Shelona Klatzow will present the Department of Archaeology seminar with a talk entitled, "Platberg on the Caledon Bastaards: raiders and traders or pious converts of the Wesleyan missionary society."

Abstract: My research focuses on the Platberg Bastaards, under the leadership of Captain Carolus Baatjes, who resided at the Wesleyan mission station of Platberg on the Caledon from 1833 to 1865.  As new arrivals in Transorangia from the Cape colony, the Bastaards came equipped with wagons, horses, guns and ammunition.  They showed great skill in adapting to the volatile frontier world in the way that they negotiated the move from colonial farm workers, servants, slaves or disposed Bastaards in the colony to successful traders, raiders and farmers in the Caledon River Valley.  As new inhabitants of the Wesleyan mission station they had to negotiate their way through the aspirations of the missionaries for Christian converts, balanced with their own traditional way of life and belief systems.  Using historical texts combined with the archaeological investigation of the village, I hope to get a more holistic picture of the Bastaards of Platberg.
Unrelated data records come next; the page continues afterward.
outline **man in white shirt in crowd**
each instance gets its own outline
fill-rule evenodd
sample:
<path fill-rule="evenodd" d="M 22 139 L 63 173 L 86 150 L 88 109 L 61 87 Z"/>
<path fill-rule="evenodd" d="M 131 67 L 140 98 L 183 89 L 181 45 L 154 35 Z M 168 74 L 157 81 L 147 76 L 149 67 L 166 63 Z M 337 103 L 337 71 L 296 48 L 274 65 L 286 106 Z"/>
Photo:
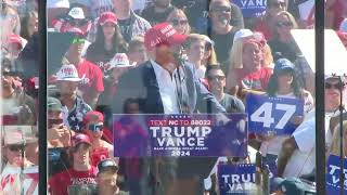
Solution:
<path fill-rule="evenodd" d="M 331 117 L 338 112 L 340 92 L 345 86 L 337 77 L 325 78 L 325 148 L 330 147 L 332 134 Z M 309 115 L 285 140 L 278 159 L 278 176 L 283 178 L 311 174 L 316 167 L 316 117 Z"/>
Bio:  I completed my Masters at Wits in 2000, which focused on the interaction between the  inhabitants of De Hoop rockshelter and Sotho farmers in the Caledon River Valley.  The excavated archaeological sequence is comparatively short, with dates of 3620 + 60BP (Pta-6785) and 2850 +60BP (Pta-6787) and subsequently a late eighteenth century and nineteenth century occupation.  Hunter-gatherer items found in context with farmer and European items included ground and polished bone points, ostrich eggshell fragments, and a post-classic Wilton lithic assemblage. I am currently a PhD student at UCT.